Decide how to handle newly-split `google_cloud_*` packages
h-vetinari opened this issue · 2 comments
In order to reduce the footprint of the binding for GCP in google-cloud-cpp
, and even more importantly, to get the build times back under 6h, there are now three 4 more feedstocks, and many more packages.
- https://github.com/conda-forge/google-cloud-cpp-core-feedstock
- https://github.com/conda-forge/google-cloud-cpp-ai-feedstock
- https://github.com/conda-forge/google-cloud-cpp-bigquery-feedstock
- https://github.com/conda-forge/google-cloud-cpp-compute-feedstock
Additionally, these packages all come with a split into the library (libgoogle-cloud-foo
) and the headers/metadata (libgoogle-cloud-foo-devel
).
In particular, feedstocks will be able to use the smaller devel packages to compile against smaller pieces of libgoogle-cloud, and therefore have a smaller runtime footprint - e.g. conda-forge/arrow-cpp-feedstock#1305
AFAICT, we'll need to add all the devel packages to the global pinning, because a given recipe may use nothing else than a single libgoogle-cloud-foo-devel
in host.
Given the number of these packages, I nevertheless wanted to raise this point for discussion. As of now, the list would look like:
google_cloud_cpp: # legacy setup
- '2.17'
libgoogle_cloud: # legacy setup
- '2.17'
libgoogle_cloud_devel:
- '2.17'
libgoogle_cloud_all_devel:
- '2.17'
libgoogle_cloud_aiplatform_devel:
- '2.17'
libgoogle_cloud_automl_devel:
- '2.17'
libgoogle_cloud_bigquery_devel:
- '2.17'
libgoogle_cloud_bigtable_devel:
- '2.17'
libgoogle_cloud_compute_devel:
- '2.17'
libgoogle_cloud_dialogflow_cx_devel:
- '2.17'
libgoogle_cloud_dialogflow_es_devel:
- '2.17'
libgoogle_cloud_discoveryengine_devel:
- '2.17'
libgoogle_cloud_dlp_devel:
- '2.17'
libgoogle_cloud_iam_devel:
- '2.17'
libgoogle_cloud_oauth2_devel:
- '2.17'
libgoogle_cloud_policytroubleshooter_devel:
- '2.17'
libgoogle_cloud_pubsub_devel:
- '2.17'
libgoogle_cloud_spanner_devel:
- '2.17'
libgoogle_cloud_speech_devel:
- '2.17'
libgoogle_cloud_storage_devel:
- '2.17'
The one big difference with the AWS setup is that these all have the same version and we can migrate them in sync, rather than individually.

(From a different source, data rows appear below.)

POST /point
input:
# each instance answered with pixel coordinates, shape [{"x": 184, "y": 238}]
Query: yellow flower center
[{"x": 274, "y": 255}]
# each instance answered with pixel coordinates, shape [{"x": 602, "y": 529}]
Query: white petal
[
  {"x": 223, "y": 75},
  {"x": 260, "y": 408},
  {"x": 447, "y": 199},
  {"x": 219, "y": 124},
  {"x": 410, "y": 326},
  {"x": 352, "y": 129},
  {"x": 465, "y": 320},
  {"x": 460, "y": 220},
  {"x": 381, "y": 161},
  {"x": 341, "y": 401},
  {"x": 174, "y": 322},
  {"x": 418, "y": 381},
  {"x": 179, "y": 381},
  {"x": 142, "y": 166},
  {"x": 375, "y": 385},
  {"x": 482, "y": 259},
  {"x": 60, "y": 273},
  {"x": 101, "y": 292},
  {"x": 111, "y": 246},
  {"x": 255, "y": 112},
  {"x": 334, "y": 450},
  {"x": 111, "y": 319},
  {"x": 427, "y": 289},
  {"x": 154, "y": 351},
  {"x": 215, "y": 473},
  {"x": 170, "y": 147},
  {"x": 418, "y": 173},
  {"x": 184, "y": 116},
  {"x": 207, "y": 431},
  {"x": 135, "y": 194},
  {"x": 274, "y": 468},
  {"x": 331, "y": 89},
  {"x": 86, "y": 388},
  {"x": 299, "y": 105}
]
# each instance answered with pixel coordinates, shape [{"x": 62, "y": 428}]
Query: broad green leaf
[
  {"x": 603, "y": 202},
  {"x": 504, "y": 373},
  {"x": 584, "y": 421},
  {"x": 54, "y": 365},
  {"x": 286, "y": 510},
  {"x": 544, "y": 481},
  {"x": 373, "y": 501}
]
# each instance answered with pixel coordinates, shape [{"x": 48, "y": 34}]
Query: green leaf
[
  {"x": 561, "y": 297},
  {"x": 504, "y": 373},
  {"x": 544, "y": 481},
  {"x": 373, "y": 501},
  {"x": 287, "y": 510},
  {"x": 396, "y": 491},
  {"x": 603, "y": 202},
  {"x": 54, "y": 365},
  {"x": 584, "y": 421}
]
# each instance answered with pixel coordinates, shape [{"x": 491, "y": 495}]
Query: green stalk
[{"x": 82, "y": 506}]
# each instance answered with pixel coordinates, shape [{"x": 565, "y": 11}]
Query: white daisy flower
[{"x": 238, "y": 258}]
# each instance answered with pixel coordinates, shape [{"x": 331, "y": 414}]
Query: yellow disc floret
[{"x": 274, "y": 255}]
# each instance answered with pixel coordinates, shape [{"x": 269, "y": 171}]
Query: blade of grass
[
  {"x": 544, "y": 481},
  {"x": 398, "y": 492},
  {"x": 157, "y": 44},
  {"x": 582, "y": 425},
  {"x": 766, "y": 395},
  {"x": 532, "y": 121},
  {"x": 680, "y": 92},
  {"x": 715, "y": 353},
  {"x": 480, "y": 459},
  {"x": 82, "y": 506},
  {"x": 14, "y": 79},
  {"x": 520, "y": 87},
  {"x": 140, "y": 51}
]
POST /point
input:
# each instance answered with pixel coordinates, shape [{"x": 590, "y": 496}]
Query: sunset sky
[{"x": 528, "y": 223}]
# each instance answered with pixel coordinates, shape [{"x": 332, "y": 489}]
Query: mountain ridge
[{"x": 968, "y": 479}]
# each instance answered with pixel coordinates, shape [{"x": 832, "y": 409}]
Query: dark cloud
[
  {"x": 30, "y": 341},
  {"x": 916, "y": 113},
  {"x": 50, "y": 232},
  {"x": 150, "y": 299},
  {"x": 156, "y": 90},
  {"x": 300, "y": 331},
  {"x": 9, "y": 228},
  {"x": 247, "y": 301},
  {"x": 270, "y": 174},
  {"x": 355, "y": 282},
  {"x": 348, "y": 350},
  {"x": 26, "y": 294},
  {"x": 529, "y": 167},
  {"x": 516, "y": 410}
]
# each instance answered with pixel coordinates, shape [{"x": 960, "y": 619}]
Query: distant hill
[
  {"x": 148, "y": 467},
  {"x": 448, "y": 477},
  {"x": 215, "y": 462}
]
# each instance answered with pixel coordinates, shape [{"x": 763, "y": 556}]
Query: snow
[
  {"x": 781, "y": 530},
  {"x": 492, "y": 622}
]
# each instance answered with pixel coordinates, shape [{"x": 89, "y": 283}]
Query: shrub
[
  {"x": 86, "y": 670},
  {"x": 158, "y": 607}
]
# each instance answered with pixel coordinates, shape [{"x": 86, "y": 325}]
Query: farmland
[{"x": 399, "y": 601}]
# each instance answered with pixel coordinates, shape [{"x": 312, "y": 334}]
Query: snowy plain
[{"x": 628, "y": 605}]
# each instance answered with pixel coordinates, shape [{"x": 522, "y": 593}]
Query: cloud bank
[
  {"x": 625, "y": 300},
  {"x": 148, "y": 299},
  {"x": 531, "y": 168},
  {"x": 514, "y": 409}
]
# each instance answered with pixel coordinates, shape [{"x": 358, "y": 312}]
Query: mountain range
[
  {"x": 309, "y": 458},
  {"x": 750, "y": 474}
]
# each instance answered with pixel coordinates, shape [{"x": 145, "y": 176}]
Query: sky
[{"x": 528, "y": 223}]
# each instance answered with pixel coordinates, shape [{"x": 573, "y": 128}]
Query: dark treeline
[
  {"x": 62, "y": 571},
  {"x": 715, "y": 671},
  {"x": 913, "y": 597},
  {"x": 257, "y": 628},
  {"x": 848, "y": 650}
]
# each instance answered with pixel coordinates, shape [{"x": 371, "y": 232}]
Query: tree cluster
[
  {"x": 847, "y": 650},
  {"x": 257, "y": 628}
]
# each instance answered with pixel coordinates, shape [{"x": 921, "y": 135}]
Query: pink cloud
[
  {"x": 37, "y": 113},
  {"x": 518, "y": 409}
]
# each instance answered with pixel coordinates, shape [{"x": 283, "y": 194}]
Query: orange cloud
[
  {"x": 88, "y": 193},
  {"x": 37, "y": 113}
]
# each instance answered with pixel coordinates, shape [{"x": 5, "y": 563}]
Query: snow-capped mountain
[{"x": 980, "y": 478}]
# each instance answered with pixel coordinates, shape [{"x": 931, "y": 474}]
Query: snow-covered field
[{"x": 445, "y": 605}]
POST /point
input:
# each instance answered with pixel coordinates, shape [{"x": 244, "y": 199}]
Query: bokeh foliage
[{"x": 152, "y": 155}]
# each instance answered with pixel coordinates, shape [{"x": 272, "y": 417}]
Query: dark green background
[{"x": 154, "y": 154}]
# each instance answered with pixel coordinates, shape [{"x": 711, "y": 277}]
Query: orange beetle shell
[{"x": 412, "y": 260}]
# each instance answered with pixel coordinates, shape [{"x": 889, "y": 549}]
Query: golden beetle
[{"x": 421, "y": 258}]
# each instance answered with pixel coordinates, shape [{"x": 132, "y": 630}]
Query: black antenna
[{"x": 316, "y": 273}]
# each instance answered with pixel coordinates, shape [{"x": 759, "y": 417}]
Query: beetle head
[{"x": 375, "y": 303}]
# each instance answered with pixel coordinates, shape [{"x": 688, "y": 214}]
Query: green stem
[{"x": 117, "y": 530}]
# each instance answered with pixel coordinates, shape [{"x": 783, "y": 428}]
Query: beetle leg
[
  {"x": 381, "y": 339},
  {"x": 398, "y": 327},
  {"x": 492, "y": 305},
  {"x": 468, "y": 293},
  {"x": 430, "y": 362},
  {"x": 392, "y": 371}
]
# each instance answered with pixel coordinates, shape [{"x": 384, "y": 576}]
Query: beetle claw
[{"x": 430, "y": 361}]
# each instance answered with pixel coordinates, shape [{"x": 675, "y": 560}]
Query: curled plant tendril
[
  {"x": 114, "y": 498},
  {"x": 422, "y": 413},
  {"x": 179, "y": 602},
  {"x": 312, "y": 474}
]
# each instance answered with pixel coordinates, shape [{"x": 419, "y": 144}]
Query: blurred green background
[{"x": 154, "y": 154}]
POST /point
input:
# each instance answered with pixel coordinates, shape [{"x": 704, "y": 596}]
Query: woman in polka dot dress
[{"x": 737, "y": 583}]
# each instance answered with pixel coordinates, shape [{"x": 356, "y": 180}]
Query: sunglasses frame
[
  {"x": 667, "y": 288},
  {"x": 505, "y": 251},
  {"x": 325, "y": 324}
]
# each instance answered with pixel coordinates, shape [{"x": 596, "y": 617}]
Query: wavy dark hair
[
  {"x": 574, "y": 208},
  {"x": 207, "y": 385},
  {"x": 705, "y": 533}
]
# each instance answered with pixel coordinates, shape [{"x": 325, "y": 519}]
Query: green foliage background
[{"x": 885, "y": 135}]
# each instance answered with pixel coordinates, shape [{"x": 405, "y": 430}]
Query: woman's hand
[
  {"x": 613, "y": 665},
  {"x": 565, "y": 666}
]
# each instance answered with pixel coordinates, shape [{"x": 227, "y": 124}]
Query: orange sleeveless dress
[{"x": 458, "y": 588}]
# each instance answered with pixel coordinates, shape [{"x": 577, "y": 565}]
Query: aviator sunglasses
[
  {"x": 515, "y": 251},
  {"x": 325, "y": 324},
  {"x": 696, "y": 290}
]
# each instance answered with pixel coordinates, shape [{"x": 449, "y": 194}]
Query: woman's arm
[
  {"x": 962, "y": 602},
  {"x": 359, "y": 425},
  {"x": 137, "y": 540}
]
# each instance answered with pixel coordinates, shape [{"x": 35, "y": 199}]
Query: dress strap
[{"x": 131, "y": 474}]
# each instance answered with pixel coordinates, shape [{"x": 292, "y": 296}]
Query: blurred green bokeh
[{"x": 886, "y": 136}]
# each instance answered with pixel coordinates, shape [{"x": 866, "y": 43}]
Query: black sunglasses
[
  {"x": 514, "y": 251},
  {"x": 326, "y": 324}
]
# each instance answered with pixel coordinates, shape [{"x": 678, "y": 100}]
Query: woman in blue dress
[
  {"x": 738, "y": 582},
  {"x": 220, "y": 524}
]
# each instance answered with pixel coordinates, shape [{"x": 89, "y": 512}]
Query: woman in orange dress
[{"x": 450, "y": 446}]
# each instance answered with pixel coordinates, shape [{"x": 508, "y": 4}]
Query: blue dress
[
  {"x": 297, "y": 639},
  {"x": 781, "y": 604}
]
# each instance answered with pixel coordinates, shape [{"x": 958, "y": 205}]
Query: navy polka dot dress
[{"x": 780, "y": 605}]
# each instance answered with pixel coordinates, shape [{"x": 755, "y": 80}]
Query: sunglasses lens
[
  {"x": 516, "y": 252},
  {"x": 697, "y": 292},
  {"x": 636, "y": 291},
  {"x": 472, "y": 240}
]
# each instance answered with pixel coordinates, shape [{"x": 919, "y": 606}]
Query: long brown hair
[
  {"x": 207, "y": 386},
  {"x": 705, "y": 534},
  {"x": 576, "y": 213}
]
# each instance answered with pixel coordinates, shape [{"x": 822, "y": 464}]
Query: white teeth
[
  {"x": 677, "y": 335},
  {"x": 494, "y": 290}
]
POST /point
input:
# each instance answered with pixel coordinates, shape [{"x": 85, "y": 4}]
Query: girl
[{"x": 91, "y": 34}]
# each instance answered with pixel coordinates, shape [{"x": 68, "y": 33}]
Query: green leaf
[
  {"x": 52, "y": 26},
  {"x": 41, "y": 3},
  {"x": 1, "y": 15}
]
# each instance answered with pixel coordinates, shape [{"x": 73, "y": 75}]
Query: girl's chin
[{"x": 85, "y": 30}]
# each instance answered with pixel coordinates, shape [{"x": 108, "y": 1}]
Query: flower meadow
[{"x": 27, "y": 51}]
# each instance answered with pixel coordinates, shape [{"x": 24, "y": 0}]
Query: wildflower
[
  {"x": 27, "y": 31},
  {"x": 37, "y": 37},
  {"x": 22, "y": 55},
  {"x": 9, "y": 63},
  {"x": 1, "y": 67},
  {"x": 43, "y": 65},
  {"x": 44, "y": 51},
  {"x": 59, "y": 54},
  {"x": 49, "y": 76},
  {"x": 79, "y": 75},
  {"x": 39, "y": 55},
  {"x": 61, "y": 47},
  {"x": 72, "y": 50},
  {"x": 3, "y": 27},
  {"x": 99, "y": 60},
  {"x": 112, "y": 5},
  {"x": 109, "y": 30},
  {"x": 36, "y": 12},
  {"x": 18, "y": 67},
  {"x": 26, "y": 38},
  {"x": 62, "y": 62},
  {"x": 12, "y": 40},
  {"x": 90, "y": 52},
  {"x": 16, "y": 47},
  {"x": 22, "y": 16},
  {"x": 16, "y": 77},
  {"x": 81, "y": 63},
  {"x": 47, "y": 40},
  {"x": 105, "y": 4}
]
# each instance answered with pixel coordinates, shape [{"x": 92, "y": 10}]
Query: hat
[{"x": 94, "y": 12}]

CC @conda-forge/core @coryan
Unless we come up with an additional implementation in conda-smithy
that would be able handle wild-card keys in the pinning file (it could be that this also needs features in conda-build which would make it even more complicated), we will need to stick with mentioning so many libraries here.